The New Year is almost upon us, and with new beginnings come resolutions. While making your list for the New Year why not dedicate one to a newer, fitter you? Granted, this is a common choice, shared jointly by the majority of resolution-makers. But what is also typically the case is that most of these fitness goals won’t see it past January – if you’re lucky.
When forming your fitness plans for the New Year, settling on ‘joining the gym’ is setting yourself up for failure. There are ways to reach a healthier you in smaller, more achievable, bite-size chunks. We’ve put together a few ideas to help you get onto and, most importantly, stay on the road to a fitter you. When constructing your goals, it is important to not be vague. Unclear aims often lead to people getting down about them, as they’re less likely to commit/achieve them. By setting clear goals, you help yourself get from point A to B in a more attainable way.
1. Don’t write an essay
Sure, we all have quite a few plans hidden up our sleeves that we’re now waiting till the New Year to reveal. However, it’s important not to force too much onto yourself too early on, and by trying to commit to a lengthy resolution list you’re forcing too much onto yourself. Subsequently, you’ll be less likely to reach them as you’re overwhelmed and your motivation is not focused.
2. Create a workout plan
Creating a schedule and workout plan is extremely helpful at helping you achieve your fitness goals. Arguably time management is a must in order to achieve any goal, so why would it be different when it comes to fitness? Decide when and what time is best for you to work out, around your busy schedule, make it work for you. Getting up at 6am and working out may work for some people, but that doesn’t mean it will work for you.
3. Eat well, most of the time
It’s ok to have a cheat day. Don’t reprimand yourself if you don’t exercise or watch what you eat every single day. And especially don’t think that you’ve ruined your New Year’s resolution already by not doing so; make it a part of it. Allow for a cheat day, just as long as you eat well and keep fit for the majority of the time. So, go ahead and treat yourself, you deserve it.

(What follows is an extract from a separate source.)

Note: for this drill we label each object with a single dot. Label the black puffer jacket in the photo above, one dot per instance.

4. When you work out, do high intensity workouts
Committing to a long, enduring workout every time is hard even for those exercising addicts out there, let alone when you’re starting out. There’s a strong likelihood that if you force yourself to commit to a sweaty, long workout for an hour or more from the get go, you’ll end up giving up – a whole lot sooner.
Instead, when you exercise, do high intensity workouts that are quick but mean you burn a lot at a time. Committing to shorter workouts is more achievable for even the busiest schedule! That being said, another helpful tip is to keep things interesting. The more exciting your workout is the more it will keep you hooked. Venture into the world of yoga, kettle-bells, climbing, whatever takes your interest.
5. Try to avoid the scales
Don’t judge your progress by numbers, there is so much more to a story than what you can read from your scales. It is also a very easy way to, if you don’t see the immediate progress you were hoping for, get disheartened and give up. If you’re eating healthily, exercising and you feel good within yourself, then there is no reason to put a number against it.
6. Expect to slip up
Even the best laid plans can fail the later it gets into the New Year. So, don’t beat yourself up about it and, most importantly, don’t completely give up as a result! If you expect that it will happen, when the momentum does begin to wane, which it may very well do, relax and work through it. If you’re working out less a week, just make sure that you are still doing it. Ride the wave, as they say.
Becoming a healthier version of you is a whole lot easier than you think. By following these above tips, you’ll be well on your way to a fitter you and year. Which just leaves one more thing to say, Happy New Year!